A Lakes tourist who gave homophobic verbal abuse to two female paddleboarders, causing them to flee the area in panic, has been punished in court.
The two holidaymakers stopped in an Ullswater road layby, near Pooley Bridge, at around 5pm on September 2.
They went paddleboarding and, when they returned an hour later, saw fellow holidaymaker Timothy John Astbury, 46, whose vehicle was parked beside them.
Prosecutor George Shelley told Carlisle Magistrates’ Court they had reported a confrontation with Astbury, who had asked: “Are you two lesbians?”. He was then said to have called them lefty leeches of the world, adding: “Parasites, all of you.”
They tried to calm him down but comments continued. “This caused both females to fear alarm or distress,” said Mr Shelley. They gathered all of their equipment together, still wet from paddleboarding, feeling they needed to leave the area “immediately”.
They noted down the camper van’s registration number as they departed and alerted police. The vehicle was located at Penrith’s Morrisons store and Astbury was arrested. In interview, he admitted an altercation although “not as alleged”, the court heard.
A man of previous good character, he admitted a public order charge which Mr Shelley called a hate crime due to comments on sexual orientation.
Astbury told the court he was a regular visitor to Ullswater but had not returned since the incident.

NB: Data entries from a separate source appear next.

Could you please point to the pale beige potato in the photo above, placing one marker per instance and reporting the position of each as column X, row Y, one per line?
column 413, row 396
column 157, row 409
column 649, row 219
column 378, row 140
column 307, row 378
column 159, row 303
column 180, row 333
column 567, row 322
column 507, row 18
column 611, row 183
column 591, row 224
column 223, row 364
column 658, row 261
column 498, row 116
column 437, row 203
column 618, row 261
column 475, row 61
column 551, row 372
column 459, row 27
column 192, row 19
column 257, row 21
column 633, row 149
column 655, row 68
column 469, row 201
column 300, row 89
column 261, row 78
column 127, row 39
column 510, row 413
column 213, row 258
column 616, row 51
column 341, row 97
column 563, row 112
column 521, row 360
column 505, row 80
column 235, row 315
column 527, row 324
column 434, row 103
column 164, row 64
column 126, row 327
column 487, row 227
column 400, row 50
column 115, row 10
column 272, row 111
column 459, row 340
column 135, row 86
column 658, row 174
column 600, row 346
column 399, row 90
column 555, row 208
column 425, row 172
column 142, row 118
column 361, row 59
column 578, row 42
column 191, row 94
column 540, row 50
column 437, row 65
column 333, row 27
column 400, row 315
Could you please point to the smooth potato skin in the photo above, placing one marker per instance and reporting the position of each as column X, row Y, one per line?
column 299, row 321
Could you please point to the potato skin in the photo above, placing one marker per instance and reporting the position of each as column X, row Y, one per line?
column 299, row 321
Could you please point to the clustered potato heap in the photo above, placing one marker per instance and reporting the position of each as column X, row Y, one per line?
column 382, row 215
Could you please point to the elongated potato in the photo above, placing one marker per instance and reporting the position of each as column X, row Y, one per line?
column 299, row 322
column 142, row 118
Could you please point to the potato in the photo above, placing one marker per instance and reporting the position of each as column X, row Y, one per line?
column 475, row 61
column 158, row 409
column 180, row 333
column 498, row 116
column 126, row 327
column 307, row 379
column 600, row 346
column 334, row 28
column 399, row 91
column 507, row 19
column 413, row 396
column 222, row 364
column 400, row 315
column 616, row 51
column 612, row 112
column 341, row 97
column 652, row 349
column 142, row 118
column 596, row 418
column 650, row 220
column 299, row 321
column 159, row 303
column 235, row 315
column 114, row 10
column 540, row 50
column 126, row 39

He had been on a bike ride, had a couple of drinks and said he initially began speaking to them in a complimentary manner.
He admitted then raising his voice but insisted he wasn’t looking at them when he spoke and that the camper van door was closed. “They could easily have construed it was directed at them,” he said.
Astbury, of Shotesham All Saints, near Norwich, also told the district judge, John Temperley: “I regret the whole thing entirely.”
He was fined £300 by the district judge, John Temperley, and ordered to pay a £120 mandatory surcharge and £85 prosecution costs.